Quark model implementation for HuggingFace Transformers.
Usage:
from transformers import AutoModelForCausalLM, AutoTokenizer
model = AutoModelForCausalLM.from_pretrained("ThingAI/Quark-135m-v0.2", trust_remote_code=True)
tokenizer = AutoTokenizer.from_pretrained("ThingAI/Quark-135m-v0.2")
inputs = tokenizer("Ciao, come stai?", return_tensors="pt")
outputs = model.generate(**inputs, max_new_tokens=100, temperature=0.7, do_sample=True)
print(tokenizer.decode(outputs[0], skip_special_tokens=True))
"""
import torch
import torch.nn as nn
import torch.nn.functional as F
from typing import Optional
from transformers import PreTrainedModel
from transformers.modeling_outputs import CausalLMOutputWithPast
from .configuration_quark import QuarkConfig
class QuarkRMSNorm(nn.Module):
def __init__(self, dim: int, eps: float = 1e-5):
super().__init__()
self.eps = eps
self.scale = nn.Parameter(torch.ones(dim))
def forward(self, x):
rms = x.float().pow(2).mean(-1, keepdim=True).add(self.eps).rsqrt()
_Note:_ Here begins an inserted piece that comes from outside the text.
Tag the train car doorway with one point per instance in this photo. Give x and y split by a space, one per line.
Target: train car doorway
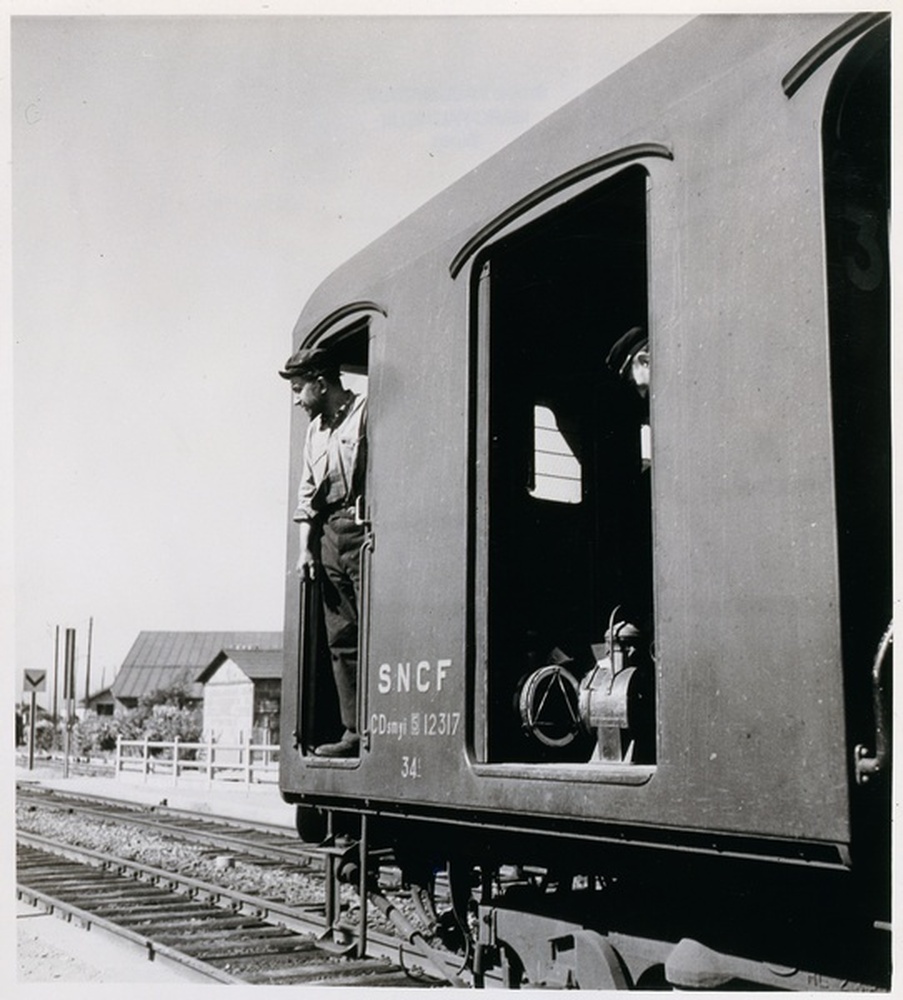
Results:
564 515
return (x.float() * rms).to(x.dtype) * self.scale
class QuarkRotaryEmbedding(nn.Module):
def __init__(self, head_dim: int, max_seq_len: int, theta: float = 10000.0):
super().__init__()
assert head_dim % 2 == 0
inv_freq = 1.0 / (theta ** (torch.arange(0, head_dim, 2).float() / head_dim))
self.register_buffer("inv_freq", inv_freq, persistent=False)
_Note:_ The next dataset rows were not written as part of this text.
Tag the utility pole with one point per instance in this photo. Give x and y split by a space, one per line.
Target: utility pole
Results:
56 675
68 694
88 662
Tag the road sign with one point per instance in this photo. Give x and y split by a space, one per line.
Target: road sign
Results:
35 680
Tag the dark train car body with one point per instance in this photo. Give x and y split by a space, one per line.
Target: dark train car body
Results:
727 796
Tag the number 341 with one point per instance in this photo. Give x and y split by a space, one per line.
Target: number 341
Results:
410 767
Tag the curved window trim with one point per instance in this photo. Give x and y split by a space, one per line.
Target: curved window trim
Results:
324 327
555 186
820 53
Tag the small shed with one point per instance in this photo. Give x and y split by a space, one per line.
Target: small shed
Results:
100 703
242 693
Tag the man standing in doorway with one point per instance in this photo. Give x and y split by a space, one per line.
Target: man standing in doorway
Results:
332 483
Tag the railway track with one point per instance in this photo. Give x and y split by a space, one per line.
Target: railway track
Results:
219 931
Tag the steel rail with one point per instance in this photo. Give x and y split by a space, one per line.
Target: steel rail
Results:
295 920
self._build_cache(max_seq_len)
def _build_cache(self, seq_len: int):
t = torch.arange(seq_len, device=self.inv_freq.device).float()
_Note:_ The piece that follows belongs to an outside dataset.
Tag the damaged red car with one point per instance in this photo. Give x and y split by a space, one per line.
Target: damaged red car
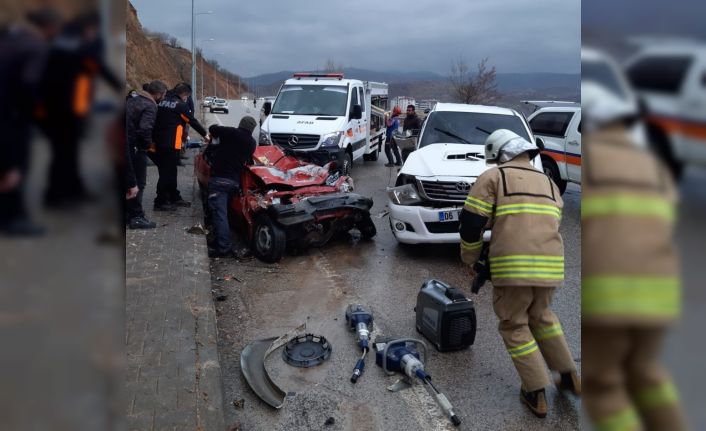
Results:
287 203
freqs = torch.outer(t, self.inv_freq)
emb = torch.cat([freqs, freqs], dim=-1)
self.register_buffer("cos_cache", emb.cos()[None, None], persistent=False)
self.register_buffer("sin_cache", emb.sin()[None, None], persistent=False)
self._max_cached = seq_len
@staticmethod
def _rotate_half(x):
x1, x2 = x.chunk(2, dim=-1)
return torch.cat([-x2, x1], dim=-1)
def forward(self, q, k):
T = q.size(2)
if T > self._max_cached:
self._build_cache(T)
cos = self.cos_cache[:, :, :T, :]
sin = self.sin_cache[:, :, :T, :]
q = q * cos + self._rotate_half(q) * sin
k = k * cos + self._rotate_half(k) * sin
return q, k
class QuarkAttention(nn.Module):
"""Grouped Query Attention (GQA)."""
def __init__(self, config: QuarkConfig):
super().__init__()
self.n_heads = config.n_heads
self.n_kv_heads = config.n_kv_heads
self.n_groups = config.n_heads // config.n_kv_heads
self.head_dim = config.head_dim
self.q_proj = nn.Linear(config.d_model, config.n_heads * config.head_dim, bias=config.qkv_bias)
self.k_proj = nn.Linear(config.d_model, config.n_kv_heads * config.head_dim, bias=config.qkv_bias)
self.v_proj = nn.Linear(config.d_model, config.n_kv_heads * config.head_dim, bias=config.qkv_bias)
self.o_proj = nn.Linear(config.n_heads * config.head_dim, config.d_model, bias=False)
self.rope = QuarkRotaryEmbedding(config.head_dim, config.max_seq_len, config.rope_theta)
def forward(self, x):
B, T, _ = x.shape
q = self.q_proj(x).view(B, T, self.n_heads, self.head_dim).transpose(1, 2)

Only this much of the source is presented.